Alla moglie di Marco di Milano, anche lei presente al funerale, che ha cinque figli e portava una croce al collo, ho detto: “Tu insegni le vie di Dio ai tuoi figli? Perché alla fine di tutto resta solo quello”. Mi ha risposto di sì, e che i suoi figli non bevono, non si drogano e non sono stati in carcere; poi mi ha detto: “Io non mi sono mai dimenticata di te; di tutto quello che hai fatto per noi quando il tribunale di Ancona voleva portarmi via Giovanni, il primo figlio, perché chiedevo l’elemosina con lui in braccio. Adesso Giovanni ci ha fatto diventare nonni”. Sapevo di conoscerla, ma non l’avevo riconosciuta, dopo circa venticinque anni si cambia.

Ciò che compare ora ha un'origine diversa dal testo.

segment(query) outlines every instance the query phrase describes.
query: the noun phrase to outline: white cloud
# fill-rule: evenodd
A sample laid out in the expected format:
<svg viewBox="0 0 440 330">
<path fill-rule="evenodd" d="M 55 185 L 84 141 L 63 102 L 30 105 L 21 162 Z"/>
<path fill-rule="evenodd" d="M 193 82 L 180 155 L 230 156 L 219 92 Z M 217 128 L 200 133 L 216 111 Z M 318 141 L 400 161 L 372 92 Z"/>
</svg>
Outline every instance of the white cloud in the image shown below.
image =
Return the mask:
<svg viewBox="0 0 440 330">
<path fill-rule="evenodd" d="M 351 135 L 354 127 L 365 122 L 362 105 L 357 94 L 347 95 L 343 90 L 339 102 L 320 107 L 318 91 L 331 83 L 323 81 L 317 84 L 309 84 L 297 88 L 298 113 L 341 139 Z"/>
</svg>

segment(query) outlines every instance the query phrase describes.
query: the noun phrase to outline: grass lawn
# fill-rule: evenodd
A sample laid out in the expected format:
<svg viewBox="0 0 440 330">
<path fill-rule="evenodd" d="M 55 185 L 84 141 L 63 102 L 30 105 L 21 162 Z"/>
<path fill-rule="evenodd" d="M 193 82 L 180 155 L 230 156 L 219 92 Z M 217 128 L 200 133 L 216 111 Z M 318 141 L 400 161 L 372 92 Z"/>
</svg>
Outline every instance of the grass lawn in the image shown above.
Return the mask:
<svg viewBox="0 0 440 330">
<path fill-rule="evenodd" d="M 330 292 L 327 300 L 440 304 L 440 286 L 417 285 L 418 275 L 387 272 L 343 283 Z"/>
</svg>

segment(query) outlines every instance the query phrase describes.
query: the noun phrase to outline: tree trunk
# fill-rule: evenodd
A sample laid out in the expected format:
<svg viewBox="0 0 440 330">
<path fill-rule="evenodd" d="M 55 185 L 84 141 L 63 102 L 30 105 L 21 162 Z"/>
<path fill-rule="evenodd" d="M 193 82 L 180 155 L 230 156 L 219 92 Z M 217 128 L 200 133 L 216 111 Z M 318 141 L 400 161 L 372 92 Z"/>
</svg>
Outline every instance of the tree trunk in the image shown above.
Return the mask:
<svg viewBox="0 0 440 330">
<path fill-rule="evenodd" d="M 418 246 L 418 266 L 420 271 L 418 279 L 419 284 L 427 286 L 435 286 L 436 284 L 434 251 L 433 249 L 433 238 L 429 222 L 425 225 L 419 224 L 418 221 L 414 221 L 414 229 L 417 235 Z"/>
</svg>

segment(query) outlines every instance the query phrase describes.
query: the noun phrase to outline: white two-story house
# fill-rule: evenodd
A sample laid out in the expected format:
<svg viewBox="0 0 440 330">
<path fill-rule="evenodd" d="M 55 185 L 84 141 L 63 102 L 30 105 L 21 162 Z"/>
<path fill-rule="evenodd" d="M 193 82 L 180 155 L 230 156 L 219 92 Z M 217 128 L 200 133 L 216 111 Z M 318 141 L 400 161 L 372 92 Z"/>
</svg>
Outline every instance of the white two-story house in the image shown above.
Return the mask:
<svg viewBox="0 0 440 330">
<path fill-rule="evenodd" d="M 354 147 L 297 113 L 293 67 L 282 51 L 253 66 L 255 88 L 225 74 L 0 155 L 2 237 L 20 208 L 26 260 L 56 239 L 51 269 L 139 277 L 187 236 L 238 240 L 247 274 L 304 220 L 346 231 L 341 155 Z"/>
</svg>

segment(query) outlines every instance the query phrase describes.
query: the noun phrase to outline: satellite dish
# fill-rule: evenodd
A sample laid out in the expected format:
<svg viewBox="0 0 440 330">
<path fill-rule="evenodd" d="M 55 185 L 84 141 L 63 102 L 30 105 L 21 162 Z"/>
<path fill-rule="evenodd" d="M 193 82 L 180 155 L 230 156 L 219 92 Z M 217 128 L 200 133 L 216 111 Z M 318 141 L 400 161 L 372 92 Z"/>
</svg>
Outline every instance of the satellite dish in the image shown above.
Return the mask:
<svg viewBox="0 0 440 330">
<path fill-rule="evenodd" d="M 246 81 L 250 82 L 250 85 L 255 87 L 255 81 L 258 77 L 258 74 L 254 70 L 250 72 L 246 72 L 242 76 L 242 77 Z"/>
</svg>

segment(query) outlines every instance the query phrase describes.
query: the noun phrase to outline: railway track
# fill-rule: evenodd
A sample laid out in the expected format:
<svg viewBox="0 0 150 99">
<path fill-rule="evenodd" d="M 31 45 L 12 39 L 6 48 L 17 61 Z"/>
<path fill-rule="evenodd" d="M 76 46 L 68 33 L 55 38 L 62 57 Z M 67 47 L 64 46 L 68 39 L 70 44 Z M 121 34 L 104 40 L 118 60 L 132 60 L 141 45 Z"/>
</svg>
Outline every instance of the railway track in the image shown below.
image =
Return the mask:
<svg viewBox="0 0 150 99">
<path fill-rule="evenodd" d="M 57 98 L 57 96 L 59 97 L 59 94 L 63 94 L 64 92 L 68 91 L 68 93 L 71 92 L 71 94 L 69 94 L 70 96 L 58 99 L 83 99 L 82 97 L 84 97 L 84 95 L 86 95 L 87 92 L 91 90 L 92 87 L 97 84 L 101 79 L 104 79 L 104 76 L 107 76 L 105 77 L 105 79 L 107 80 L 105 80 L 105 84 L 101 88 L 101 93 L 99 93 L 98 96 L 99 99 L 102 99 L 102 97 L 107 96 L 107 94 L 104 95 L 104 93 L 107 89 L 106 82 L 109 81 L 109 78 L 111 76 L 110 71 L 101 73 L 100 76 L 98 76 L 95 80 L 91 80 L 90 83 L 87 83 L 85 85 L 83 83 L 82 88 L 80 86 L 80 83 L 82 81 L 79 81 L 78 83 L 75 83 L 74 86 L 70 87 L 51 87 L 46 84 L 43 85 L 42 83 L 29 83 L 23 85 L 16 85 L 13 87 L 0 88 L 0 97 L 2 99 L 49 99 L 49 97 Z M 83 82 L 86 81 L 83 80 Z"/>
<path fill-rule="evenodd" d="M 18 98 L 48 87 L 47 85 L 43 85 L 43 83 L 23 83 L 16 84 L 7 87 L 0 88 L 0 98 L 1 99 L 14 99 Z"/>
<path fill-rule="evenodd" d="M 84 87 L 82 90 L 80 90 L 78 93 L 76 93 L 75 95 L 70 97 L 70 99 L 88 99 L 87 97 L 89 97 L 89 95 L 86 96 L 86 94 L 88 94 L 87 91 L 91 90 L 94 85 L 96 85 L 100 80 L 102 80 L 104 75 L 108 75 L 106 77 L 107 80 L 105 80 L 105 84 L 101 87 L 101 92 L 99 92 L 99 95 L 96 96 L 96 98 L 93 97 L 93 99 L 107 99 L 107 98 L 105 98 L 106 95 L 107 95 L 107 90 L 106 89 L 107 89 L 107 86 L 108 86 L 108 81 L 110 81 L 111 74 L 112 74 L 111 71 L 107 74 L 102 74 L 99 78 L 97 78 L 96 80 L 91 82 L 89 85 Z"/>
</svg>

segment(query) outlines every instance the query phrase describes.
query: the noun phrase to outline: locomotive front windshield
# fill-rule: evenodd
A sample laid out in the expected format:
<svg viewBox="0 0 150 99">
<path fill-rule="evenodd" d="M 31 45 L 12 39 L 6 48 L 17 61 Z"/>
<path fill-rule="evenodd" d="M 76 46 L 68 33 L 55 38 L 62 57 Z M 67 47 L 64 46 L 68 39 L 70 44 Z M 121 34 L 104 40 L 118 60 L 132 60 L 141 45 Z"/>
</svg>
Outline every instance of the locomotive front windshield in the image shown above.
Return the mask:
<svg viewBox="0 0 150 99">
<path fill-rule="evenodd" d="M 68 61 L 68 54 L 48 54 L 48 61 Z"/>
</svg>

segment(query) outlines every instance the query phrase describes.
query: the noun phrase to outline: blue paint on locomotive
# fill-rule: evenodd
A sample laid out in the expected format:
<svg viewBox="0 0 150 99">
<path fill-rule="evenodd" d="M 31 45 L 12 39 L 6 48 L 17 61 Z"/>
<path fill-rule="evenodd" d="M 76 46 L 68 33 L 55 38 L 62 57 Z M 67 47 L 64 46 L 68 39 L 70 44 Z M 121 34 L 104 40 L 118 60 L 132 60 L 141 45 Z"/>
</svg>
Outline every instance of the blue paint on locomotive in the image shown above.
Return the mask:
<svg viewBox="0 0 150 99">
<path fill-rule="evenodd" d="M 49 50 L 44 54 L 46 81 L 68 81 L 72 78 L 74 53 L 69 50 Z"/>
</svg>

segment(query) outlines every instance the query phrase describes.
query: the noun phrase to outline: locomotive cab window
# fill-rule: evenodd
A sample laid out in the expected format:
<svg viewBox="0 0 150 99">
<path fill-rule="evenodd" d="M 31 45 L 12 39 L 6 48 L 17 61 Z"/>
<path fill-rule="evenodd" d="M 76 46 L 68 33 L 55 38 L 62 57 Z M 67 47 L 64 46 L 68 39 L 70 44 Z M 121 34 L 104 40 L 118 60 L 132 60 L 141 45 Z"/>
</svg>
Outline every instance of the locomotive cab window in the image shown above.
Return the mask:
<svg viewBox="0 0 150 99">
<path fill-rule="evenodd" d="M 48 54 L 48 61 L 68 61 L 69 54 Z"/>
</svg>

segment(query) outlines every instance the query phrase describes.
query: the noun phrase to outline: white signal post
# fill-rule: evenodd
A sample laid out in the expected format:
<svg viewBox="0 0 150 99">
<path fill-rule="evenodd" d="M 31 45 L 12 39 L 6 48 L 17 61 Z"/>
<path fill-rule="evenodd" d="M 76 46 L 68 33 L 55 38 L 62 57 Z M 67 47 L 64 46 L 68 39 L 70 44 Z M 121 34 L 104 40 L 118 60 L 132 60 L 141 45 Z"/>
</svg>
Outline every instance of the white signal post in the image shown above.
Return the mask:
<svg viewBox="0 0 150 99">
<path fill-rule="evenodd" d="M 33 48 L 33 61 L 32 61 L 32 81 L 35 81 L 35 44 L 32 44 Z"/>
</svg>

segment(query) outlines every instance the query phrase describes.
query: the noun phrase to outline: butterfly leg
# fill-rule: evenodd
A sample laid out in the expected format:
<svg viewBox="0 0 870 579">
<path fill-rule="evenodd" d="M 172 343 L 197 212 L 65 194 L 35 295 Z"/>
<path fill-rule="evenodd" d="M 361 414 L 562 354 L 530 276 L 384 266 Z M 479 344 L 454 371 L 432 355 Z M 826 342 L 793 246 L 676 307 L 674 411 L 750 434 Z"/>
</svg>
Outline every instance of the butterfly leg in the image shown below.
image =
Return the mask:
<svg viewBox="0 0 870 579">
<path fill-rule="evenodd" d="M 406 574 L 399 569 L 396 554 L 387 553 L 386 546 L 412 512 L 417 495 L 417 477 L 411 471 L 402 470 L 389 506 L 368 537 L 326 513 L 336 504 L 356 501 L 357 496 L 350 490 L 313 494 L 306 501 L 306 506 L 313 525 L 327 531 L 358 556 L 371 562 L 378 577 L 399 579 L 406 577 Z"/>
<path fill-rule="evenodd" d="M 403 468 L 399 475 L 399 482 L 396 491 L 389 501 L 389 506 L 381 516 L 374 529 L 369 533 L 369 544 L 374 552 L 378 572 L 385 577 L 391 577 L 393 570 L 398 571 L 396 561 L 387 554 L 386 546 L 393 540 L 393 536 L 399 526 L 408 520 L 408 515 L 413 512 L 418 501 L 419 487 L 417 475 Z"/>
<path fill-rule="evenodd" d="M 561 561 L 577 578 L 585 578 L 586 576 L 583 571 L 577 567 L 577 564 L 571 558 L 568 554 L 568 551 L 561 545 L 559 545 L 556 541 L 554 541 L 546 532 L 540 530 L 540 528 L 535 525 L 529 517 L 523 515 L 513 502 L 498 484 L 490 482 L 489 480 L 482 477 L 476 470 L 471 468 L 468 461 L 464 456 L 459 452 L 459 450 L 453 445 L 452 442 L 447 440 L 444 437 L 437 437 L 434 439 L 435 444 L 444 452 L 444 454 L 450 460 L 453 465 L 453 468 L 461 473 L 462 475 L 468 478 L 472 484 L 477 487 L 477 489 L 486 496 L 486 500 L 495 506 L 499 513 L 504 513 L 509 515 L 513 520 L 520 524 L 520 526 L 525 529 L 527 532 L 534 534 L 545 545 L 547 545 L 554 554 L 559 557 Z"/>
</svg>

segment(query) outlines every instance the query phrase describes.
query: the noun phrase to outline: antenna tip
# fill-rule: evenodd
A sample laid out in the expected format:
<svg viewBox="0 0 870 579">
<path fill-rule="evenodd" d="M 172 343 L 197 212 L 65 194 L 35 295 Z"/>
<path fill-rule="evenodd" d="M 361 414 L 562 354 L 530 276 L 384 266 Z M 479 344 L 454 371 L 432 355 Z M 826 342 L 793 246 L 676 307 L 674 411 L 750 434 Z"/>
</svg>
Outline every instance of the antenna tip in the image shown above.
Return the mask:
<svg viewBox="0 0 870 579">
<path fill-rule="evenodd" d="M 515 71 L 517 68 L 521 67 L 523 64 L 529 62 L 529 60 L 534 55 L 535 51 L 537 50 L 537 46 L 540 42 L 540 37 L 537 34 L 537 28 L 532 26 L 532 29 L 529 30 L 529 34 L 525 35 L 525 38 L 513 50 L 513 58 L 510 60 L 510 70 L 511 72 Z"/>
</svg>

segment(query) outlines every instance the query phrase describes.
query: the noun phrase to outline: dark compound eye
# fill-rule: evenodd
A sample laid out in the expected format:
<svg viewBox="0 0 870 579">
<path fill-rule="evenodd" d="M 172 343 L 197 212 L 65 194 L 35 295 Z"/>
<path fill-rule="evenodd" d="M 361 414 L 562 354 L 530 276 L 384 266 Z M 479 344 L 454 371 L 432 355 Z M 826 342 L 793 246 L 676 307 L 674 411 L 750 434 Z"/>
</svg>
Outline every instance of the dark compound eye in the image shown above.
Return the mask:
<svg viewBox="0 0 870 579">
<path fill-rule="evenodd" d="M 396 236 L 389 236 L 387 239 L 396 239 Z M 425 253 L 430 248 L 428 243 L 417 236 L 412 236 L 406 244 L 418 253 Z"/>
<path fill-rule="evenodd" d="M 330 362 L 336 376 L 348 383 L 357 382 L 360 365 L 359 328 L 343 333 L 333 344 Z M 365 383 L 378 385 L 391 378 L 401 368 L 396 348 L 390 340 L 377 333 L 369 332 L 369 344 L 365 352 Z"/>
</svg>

Finita l’operazione della sepoltura, la sorella di Gina mi ha preso da parte per raccontarmi di una figlia, che sta in Francia, e che le ha telefonato terrorizzata per un brutto sogno dove Gina, tirandola per i capelli la trascinava via: era venuta a prenderla! “Dimmi, cosa posso fare per lei; è disperata non mangia e non dorme”. Ho chiuso gli occhi per un po’, poi le ho detto: “Dì a tua figlia che faccia dire una messa per Gina” E lei: “Ma suo marito è mussulmano; non vuole”. Ed io: “Ma lei è cristiana, digli che la faccia dire lo stesso, senza che lo sappia suo marito; poi dille che è il diavolo che mette paura, e che Gesù porta la pace, e che Gesù scaccia il diavolo. Dille che, col cuore, si metta nelle braccia di Gesù, e dille che anche noi preghiamo per lei”.

Ecco, là dove meno te l’aspetti c’è una richiesta: “Parlami di Dio!”.